Beth, forgiveness is only a prayer away.

That night I opened my Bible and talked to God. The heavy burden I had been carrying was lifted and the following morning I set aside quiet time for just God and me. The day had a new focus and although I felt sad at times, I began to see the positive things that were hiding in each day. A simple smile or “Thank you” helped others to feel special. Time spent outdoors opened my eyes to new and wonderful moments of peace and admiration for God’s creation. All the little things seemed more precious that day. A pink rose in full bloom, the chirp of a bird, and the shades of green in the landscape were all part of the Maker’s portrait. I began to see His hand in everything. Hearing His voice beside me gave me assurance and quieted my restless moments.

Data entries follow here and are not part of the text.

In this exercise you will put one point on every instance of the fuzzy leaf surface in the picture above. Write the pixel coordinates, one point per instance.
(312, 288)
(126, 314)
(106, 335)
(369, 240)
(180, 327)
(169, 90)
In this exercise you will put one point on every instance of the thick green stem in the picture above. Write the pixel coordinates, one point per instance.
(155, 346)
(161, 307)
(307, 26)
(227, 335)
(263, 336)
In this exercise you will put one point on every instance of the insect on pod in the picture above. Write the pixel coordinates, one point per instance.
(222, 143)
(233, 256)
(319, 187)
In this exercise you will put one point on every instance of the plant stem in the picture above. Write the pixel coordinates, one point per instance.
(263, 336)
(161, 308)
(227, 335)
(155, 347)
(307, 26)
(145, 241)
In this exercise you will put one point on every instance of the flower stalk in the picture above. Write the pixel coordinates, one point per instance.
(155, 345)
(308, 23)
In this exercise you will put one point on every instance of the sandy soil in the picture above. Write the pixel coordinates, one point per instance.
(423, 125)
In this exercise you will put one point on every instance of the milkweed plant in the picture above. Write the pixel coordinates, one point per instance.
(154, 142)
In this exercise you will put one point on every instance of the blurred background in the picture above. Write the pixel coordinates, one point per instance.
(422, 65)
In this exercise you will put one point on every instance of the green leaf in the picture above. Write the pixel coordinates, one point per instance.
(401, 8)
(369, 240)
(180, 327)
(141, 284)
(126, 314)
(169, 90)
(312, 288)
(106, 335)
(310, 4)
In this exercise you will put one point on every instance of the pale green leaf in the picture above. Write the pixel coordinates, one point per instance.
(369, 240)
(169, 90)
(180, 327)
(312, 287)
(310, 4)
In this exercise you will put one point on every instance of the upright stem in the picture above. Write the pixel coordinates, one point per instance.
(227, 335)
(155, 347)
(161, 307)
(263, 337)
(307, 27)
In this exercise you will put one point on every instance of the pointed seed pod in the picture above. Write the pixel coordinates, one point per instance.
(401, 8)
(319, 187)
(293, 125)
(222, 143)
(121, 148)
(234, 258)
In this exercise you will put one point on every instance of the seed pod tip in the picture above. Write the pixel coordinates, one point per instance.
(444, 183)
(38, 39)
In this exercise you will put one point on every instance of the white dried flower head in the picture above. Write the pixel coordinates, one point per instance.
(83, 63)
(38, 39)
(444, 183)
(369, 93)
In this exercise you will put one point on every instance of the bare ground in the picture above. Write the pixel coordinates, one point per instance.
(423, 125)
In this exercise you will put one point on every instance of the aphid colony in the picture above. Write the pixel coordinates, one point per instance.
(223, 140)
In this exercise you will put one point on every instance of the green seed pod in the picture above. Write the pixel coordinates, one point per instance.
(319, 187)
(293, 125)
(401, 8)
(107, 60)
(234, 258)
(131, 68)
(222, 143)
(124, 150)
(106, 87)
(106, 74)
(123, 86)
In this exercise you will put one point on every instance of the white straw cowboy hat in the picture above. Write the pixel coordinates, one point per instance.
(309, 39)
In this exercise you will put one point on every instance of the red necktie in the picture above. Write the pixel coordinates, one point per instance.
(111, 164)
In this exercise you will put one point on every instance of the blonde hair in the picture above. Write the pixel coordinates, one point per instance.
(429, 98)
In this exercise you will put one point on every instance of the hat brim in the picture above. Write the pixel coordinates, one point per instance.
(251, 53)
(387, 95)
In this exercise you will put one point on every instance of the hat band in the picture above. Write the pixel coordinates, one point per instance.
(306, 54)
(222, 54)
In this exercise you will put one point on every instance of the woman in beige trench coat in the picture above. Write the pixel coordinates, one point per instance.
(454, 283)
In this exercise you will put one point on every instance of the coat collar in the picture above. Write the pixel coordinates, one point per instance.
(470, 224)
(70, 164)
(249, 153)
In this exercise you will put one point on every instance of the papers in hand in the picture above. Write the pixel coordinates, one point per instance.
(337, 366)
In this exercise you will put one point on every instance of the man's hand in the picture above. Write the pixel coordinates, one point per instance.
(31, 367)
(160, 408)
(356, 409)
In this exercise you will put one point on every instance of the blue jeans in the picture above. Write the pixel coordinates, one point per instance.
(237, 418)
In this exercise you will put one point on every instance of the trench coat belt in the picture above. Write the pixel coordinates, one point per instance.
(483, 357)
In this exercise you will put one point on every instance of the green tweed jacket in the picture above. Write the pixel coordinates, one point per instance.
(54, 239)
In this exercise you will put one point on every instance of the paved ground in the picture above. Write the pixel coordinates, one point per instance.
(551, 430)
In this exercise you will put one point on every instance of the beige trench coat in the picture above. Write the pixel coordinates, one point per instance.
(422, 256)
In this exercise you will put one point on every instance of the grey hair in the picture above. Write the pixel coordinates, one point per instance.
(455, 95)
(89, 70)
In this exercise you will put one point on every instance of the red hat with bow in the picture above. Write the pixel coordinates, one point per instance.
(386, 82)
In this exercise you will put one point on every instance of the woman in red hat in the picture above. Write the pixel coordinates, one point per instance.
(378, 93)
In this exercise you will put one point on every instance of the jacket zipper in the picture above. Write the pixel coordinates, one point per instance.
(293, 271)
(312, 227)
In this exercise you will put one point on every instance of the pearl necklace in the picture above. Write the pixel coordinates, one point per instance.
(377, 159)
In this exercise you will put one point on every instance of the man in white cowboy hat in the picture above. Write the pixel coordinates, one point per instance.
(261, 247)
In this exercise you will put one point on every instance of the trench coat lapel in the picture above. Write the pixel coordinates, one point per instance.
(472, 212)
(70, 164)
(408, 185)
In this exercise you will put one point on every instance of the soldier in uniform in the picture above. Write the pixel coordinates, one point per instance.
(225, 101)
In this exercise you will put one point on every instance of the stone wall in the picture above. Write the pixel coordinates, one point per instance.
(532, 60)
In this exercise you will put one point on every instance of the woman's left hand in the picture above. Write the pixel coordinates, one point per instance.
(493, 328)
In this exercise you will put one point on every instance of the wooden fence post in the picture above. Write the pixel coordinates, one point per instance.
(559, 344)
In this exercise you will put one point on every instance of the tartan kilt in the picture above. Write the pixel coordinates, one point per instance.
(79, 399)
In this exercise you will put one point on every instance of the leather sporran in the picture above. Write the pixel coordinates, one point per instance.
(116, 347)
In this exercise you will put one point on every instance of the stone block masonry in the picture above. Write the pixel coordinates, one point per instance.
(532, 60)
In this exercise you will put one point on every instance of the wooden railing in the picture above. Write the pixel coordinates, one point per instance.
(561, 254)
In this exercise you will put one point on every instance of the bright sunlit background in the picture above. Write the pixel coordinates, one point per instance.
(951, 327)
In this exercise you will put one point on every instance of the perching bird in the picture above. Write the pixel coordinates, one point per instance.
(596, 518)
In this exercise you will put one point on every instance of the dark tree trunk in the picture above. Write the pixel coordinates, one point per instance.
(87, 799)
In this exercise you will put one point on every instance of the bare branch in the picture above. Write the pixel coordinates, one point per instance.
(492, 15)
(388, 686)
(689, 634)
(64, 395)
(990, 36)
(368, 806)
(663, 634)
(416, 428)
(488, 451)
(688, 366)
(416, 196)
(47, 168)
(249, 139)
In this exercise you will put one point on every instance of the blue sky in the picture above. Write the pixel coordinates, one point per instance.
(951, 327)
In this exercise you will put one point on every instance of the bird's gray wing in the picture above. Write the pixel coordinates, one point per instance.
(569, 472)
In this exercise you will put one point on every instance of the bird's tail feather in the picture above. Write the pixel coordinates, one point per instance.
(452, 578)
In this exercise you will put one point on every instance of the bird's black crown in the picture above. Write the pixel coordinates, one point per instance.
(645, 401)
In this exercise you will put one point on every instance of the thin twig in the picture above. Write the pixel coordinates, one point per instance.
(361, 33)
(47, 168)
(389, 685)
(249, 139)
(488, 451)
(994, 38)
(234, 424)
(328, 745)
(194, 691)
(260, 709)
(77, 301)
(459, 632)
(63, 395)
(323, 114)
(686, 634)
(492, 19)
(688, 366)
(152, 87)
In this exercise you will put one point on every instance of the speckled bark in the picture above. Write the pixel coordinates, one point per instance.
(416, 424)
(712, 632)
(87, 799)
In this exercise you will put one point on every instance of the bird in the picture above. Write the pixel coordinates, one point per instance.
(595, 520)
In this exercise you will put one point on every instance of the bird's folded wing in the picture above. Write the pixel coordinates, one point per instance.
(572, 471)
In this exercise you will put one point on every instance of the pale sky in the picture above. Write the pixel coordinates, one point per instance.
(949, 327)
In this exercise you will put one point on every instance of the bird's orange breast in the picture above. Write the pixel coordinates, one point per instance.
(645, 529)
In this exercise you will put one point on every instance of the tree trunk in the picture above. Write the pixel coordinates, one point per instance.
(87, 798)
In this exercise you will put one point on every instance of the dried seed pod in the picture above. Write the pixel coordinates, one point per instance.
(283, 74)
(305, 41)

Daughter, I love you and will give you the joy that you desire. Cherish each day and let me show you the way

I have discovered happiness lies within me. When God is a part of my daily life, my soul can soar with Him and the depression leaves. When I take my Heavy heart to God with an Apologetic attitude offering a Penitent prayer I can have Perfect Peace. The Yoke of bondage falls off my shoulders and Christ’s face illuminates the dark recesses of my mind. Even if the sun fails to shine each day, when the Son shines in my heart I can be happy.

Psalm 68:3 But may the righteous be glad and rejoice before God; may they be happy and joyful. (NIV)

I'm back and writing again...

Hi Everyone! For those of you who are regular readers, I have been taking a couple of months off and have been writing for a Christian website. The site has a weekly challenge and the topic changes from things like "happy", "embarrassed", "confident", or other emotions. Topics like music, children's stories, shopping, adventure or teacher are also part fo the challenge topics. It tests my ability to write on a specific topic and has a word count restriction. It has been a real learning experience.

As for other things that have kept me busy, I have made two trips to Atlanta and will be going there again this week. It's always fun to take some time to spoil my grandchildren. We have taken long weekends to visit our other boys. We haven't seen Jason yet but we are looking forward to seeing him over Labor Day weekend.

My goal for now is to try to spend more time on this blog and hopefully my brain can give me some new thoughts or stories.